HI, viral particle inactivation, attachment, and penetration assays.
(a) RBCs were incubated with influenza A/WSN/33 at 4 × HAv in the presence of different concentrations of TDSWex. The controls were RBCs mixed with DMSO (0.06%) in PBS, or virus mixed with DMSO (0.06%) in PBS. Twofold dilutions of TDSWex in PBS from 0.125 mg/mL to 0.00024 mg/mL are shown from right to left. (b) Viral particle inactivation assay. The viruses were preincubated with DMSO or TDSWex for 1 h and the resultant mixtures were diluted for titer determination. The viral titer from pretreatment with DMSO was set to 1, and the fold change of viral titers was presented as mean ± SD of the results of two independent experiments. ***p < 0.001. (c) Attachment assay. The cells were infected with 3 × TCID50 of WSN in the presence of different concentrations of TDSWex on ice for 1 h before incubated at 37 °C for three days. The results are presented as mean viability relative to control ± SD of results from three independent experiments. (d) Penetration assay. Cells were precooled before infected with 3 × TCID50WSN on ice. After removing unbound virus, the infected cells were incubated with medium containing TDSWex at 37 °C for 1 h followed by acid wash to inactivate the virus on cell surface. The protection against cell death mediated by TDSWex was measured by MTT assay. The results are presented as mean viability relative to control ± SD from three independent experiments.

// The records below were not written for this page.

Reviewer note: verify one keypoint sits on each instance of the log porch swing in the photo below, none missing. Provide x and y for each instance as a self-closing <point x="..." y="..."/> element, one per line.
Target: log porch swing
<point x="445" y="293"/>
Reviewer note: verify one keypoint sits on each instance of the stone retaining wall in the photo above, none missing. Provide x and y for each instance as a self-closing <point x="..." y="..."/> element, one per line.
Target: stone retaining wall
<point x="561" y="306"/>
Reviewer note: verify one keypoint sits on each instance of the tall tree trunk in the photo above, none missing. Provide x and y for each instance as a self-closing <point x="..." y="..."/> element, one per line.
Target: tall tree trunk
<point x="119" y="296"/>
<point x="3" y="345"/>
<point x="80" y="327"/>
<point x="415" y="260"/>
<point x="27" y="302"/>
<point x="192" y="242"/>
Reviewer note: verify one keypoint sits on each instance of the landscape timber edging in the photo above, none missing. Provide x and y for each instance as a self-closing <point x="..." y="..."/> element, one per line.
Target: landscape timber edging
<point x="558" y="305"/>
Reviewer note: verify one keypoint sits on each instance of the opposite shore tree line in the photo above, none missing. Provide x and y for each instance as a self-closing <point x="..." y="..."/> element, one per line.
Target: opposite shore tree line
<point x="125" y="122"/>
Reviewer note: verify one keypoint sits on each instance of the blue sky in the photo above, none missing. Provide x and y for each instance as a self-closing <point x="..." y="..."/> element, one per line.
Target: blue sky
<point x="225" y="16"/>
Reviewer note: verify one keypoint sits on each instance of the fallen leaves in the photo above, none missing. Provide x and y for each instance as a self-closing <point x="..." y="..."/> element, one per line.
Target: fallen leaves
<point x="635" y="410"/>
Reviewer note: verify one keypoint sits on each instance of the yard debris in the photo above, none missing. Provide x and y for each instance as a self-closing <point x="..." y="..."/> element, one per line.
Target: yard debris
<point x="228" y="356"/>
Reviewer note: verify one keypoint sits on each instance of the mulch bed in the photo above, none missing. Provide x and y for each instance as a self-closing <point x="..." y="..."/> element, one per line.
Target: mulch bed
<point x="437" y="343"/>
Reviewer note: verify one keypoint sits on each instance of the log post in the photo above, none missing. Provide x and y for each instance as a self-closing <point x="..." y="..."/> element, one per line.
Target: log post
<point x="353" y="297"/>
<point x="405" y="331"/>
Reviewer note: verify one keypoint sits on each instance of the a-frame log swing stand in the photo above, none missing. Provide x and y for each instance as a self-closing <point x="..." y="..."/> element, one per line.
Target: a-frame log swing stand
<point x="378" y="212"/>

In parallel, the viral particle inactivation assay result showed that both WSN and A/Puerto Rico/8/34 (PR8) strains were significantly inhibited by TDSWex, suggesting that TDSWex might target to and inactivate viral particles (Fig. 5b). We then used biochemical assays to address whether TDSWex blocks viral attachment to and penetration of the host cells in the early stage of viral replication (Fig. 5c,d). In the attachment assay, when MDCK cells on ice were challenged by influenza virus, TDSWex was present in the medium during the adsorption step. The cells were protected from the binding of influenza virus if TDSWex was present, and the EC50 was 0.045 ± 0.026 mg/mL (Fig. 5c). In the penetration assay, influenza virus was initially bound to the cellular surface on ice. Unbound virus was removed, followed by endocytosis of the virus at 37 °C in the presence or absence of TDSWex. TDSWex effectively inhibited viral penetration with an EC50 of 0.012 ± 0.003 mg/mL (Fig. 5d). These results demonstrate that the mechanism of the antiviral effect of TDSWex is inhibition of the early steps of viral replication during endocytosis, e.g., the disruption of the virus–receptor interaction or of the fusion of the virus with the endosomal membrane.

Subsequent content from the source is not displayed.